Friday, March 4, 2011

Math, Science and My Girl

We went to a demonstration of the "My First Science Kits" products at Michael's craft store last Saturday. We did not buy any of the kits, but the four-year-old was fascinated with the demonstration. It focused on the color mixing kit, which also comes with a bag of small crystals you can grow in the test tubes from the moisture you've used in your color mixing (and the crystals also then absorb whatever color you've put in that tube). We got there late enough in the demo that the lady gave the four-year-old a tube of crystals (since she had the opened product and had to do something with it) -- I'm not sure what on earth we'll be doing with them, but the four-year-old occasionally picks up the tube and says, "Wow, look how much they grew!"

She also had a lot of hands-on participation in the color mixing itself, using a dropper to put water colored with tablets similar to those used in Easter egg coloring kits into plastic cups to create -- purple from red and blue! orange from red and yellow! green from yellow and blue! brown from everything mixed together! --- and so on.

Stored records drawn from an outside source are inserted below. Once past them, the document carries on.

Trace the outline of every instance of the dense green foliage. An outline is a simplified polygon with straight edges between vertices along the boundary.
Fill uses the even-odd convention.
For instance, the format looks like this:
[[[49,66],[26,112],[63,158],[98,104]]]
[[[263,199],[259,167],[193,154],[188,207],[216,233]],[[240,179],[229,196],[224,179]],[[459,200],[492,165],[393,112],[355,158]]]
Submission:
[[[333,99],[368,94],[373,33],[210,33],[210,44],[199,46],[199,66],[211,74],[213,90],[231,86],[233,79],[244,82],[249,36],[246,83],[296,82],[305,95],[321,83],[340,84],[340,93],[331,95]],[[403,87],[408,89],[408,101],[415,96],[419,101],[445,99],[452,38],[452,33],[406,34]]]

This also resulted in experiments at the breakfast table the next morning: did you know  that if you pour cranberry/blueberry juice into water, and vice versa, they both turn purple? Shocking, I know.

Her father is a scientist, and she is very eager to do "es-spear-a-mints." I hope to maintain this eagerness, but we don't always get around to doing as much as we could -- although we have been doing some "what sinks and what floats" experiments at bathtime lately.

Still, it's an encouraging to me that in one day -- one day -- lately, the four-year-old, self-directed, has been exploring science and math skills. I did have to try to explain "one half" to her (I forget exactly why it came up), by demonstrating with the measuring cups we use for the cooking she helps with: I poured the half-cup full of water, twice, and then poured those into the one-cup measure to filll it.

Otherwise, pretty much all we parents have done is make the resources available to her. Resources like a simple wooden ruler for measuring "how long is...." a stuffed animal, a book, a game box, her leg, my leg, her arm, my arm, etc., etc.

Plus, the Usborne 1,1001 Things to Spot books (she's currently interested in 1,001 Things to Spot in the Town, a Christmas present). Numbers of how many of certain items you're supposed to find in each scene are called out along the borders of the two-page spread, so it's good for both number recognition and counting. Plus, the scenes show a variety of different towns, including a Middle Eastern market, a downtown theater district, and more, so it's got some social studies/geography in there, too. She loves the "finding things" books.

And, she's just started getting interested in another Christmas present, Curious George Learns to Count from 1 to 100. So far, we're just reading the story, in which Curious George counts up to 100 things (something like "11 socks, 12 shoes....17 birds," etc.) on the day of his town's Centennial celebration and not doing much of the other learning activities suggested within it. (As you can imagine, it's a rather long book.) But the story does incorporate the numerals for 1 to 100, and we have the hardcover edition which also has the numerals from 1 to 100 imprinted along the front and back covers. She has been interested in pointing to those and counting up to 100 -- we just have to watch the timing between her finger and her mouth, since they seem to race against each other. And, she's started independently counting up to at least 50 -- because she told me her Ariel mermaid toy was 50 years old so got to be the queen of the waves in her bath, as opposed to the smaller mermaid toy, who is apparently only 5 years old.